We got up and clumsily packed, having not yet managed to obtain that level of comfortable expertise we’d be showing in only a couple of days. The routine was the same though. Wake up, shower if needed, load the truck with personal gear, load the mattresses, collapse and load the tents, eat breakfast (sausage and egg sandwich) wash up and leave. It becomes a somewhat military exercise.

From there we drove a few hours to a small town where we almost all picked up an extra blanket to ward off the chill from a local supermarket which, for some reason, also sold ALL the soap in Kenya it seemed.

Our accommodation was nothing if not cross-functional

When then went for a fifteen-minute walk to the recommended coffee shop with Wi-Fi, only to find there was no Wi-Fi, but there was good coffee.

We got back onto the road and it took the long bumpy route to the campsite where we were staying for the evening. It was the Sunrise Camp in Eldoret, made famous by the fact that Bill Gates always stayed there when he was in the neighbourhood doing charity work.

We arrived, set up the tents, and had some lunch and I did one of the less enjoyable things you do on a camping holiday, laundry.

Clothes washed, I headed to the bar for a chance to catch up on my journal, have a coldTusker beer, and afterwards lounge by the pool in the sun with the rest of the group. It was one of the rare occasions we had when we were finished for the day before 3 pm and so had time to relax and enjoy the weather.
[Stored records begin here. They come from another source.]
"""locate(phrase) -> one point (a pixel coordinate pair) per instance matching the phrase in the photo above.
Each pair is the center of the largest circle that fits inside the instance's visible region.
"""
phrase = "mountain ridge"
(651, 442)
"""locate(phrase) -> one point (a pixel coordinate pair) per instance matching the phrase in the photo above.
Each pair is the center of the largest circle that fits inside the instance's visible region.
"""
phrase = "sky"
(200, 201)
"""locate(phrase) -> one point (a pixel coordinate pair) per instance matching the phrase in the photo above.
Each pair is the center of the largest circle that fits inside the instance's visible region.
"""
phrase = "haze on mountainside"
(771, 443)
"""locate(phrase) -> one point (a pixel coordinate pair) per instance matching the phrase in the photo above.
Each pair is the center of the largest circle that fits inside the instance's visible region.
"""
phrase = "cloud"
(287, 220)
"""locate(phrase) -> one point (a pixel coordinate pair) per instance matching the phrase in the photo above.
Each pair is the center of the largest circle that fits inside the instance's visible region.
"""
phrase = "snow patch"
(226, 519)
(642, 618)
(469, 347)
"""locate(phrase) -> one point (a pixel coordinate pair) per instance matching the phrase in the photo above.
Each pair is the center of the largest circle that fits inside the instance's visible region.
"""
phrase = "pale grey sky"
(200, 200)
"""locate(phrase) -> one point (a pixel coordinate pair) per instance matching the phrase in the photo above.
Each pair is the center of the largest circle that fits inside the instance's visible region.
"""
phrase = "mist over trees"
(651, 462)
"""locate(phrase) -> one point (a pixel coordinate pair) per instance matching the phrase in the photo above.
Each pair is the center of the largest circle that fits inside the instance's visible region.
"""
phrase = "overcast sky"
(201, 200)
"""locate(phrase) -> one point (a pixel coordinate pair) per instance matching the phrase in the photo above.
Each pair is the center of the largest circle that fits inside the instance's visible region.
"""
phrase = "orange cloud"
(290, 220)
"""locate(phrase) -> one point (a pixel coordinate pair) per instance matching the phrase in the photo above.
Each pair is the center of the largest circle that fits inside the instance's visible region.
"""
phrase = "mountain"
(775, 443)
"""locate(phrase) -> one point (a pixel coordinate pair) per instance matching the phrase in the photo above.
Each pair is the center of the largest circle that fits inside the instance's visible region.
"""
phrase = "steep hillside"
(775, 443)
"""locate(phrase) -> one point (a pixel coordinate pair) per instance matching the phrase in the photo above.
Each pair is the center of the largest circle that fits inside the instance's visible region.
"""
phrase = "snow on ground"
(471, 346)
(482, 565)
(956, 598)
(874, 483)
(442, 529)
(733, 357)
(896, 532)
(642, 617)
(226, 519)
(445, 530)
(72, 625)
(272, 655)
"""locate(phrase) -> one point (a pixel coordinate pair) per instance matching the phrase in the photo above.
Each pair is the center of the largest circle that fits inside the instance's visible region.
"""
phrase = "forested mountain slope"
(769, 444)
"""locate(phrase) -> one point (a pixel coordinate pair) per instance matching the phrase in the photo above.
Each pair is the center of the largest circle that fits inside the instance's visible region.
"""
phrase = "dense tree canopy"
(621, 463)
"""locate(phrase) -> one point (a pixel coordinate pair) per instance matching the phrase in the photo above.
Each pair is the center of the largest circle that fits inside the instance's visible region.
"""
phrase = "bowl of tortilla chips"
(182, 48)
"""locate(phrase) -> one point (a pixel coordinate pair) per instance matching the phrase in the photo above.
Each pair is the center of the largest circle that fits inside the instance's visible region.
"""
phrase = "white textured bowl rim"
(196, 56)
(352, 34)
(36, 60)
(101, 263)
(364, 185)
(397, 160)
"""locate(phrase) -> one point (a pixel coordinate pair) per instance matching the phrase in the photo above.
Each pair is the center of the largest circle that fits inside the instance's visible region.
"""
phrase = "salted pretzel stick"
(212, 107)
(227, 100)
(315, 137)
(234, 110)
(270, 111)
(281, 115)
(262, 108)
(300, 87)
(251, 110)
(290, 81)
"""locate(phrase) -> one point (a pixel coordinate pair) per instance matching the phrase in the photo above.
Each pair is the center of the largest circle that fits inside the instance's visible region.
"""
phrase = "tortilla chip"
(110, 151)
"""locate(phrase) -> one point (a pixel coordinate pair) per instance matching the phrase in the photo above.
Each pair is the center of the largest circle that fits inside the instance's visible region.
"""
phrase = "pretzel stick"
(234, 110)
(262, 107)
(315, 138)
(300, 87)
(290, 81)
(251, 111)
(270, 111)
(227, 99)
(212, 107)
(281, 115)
At the end of the evening, we retired to the main bar, an amazing underground cave that you go walk a mineshaft to reach and is dominated by a huge roaring fire in the centre.

 

At the end of our tour, just a day of driving away from ending we passed through customs and re-entered Kenya.

The border was fairly easy; On the Uganda side, I managed to be first in line and so was done in minutes. When we moved to the Kenyan side, it was a short wait but once done I did get called back after having my passport stamped because the wrong stamp had been used. It meant I got to see the inside of a Kenyan passport office. Not as glamorous an event as it no doubt sounds.

From there, it was just a couple of hours of bumpy roads back to Eldoret town, where I picked up a birthday present of the finest Blue Mountain coffee for a friend of mine as well as a local Machete for my exotic weapons collection. Some people collect pins, some collect hats, I collect local weaponry.

Once we arrived back at the camp in Eldoret where we had stayed several weeks previously, and set up our tents for the final time, we retired to the same underground mine/bar we'd appreciated so much the previous time. We spent the evening chatting and drinking as it was our final time together.